Genetic testing is readily available for NP-C, for both NPC1 and NPC2 genes. In clinical practice, it is generally used as a confirmatory test after initial screening by measuring levels of oxysterols48. The level of oxysterols is only done when clinical features suggest the diagnosis of NP-C. Some clinicians use a Suspicion Index tool based on visceral, neurologic and psychiatric symptoms to evaluate the suspicion of NP-C49. In Quebec, newborn screening includes cystic fibrosis, congenital hypothyroidism, hemoglobinopathies and several metabolic disorders50. The disease prevalence of NP-C remains relatively low but is more prevalent than some disorders that are systematically screened. Given the founder effect in Quebec, the difficult diagnosis and the potential treatment strategies that can improve outcomes, it would be interesting to consider adding oxysterols to blood screening in newborns. One important pitfall to screening with oxysterols is the risk of false positive in patients with neonatal cholestasis51. Thus, the optimal screening method for NP-C in this population requires further investigation. There is currently a pilot study of newborn screening assays in New York, including bile acids for NP-C, which will inform us on the clinical validity of screening newborns for complex disorders52.

Conclusion

Certain diseases can be misdiagnosed for a variety of reasons including lack of awareness and heterogeneous clinical presentation. Being able to measure disease prevalence is very important to increase awareness among clinicians.
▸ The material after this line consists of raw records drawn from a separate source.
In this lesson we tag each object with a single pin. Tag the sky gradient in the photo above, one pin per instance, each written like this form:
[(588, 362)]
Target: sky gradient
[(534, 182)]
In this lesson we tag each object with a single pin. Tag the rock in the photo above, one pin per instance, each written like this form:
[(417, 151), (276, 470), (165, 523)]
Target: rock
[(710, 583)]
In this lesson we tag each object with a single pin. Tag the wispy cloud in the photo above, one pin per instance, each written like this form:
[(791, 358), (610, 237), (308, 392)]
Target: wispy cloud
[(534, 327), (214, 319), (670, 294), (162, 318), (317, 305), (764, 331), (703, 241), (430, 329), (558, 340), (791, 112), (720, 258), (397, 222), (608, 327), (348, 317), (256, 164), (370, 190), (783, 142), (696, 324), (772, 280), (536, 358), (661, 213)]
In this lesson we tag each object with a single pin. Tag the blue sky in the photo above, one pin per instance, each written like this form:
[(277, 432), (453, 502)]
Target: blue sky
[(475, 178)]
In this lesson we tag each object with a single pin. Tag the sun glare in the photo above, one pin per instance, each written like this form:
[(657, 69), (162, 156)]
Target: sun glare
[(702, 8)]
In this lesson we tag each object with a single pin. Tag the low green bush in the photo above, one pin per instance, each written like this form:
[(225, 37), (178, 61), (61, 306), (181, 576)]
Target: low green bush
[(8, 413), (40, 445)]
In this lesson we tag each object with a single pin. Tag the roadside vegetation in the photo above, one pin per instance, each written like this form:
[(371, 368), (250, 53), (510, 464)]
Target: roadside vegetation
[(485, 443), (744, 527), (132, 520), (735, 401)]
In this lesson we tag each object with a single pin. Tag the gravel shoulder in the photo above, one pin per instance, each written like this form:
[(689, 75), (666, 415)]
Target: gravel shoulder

Unfortunately, this can be difficult for rare diseases, where one misdiagnosis can have an important effect on prevalence. For hereditary diseases, estimating prevalence genetically can help compensate for these difficulties and NP-C is an excellent example of a condition for which symptom heterogeneity can make the diagnosis challenging. By identifying a founder variant in the Quebec City region and obtaining data suggesting that the disease is probably underdiagnosed, we are able to encourage clinicians of that area to consider the NP-C diagnosis more readily. This will hopefully lead to earlier detection and treatment of the disease.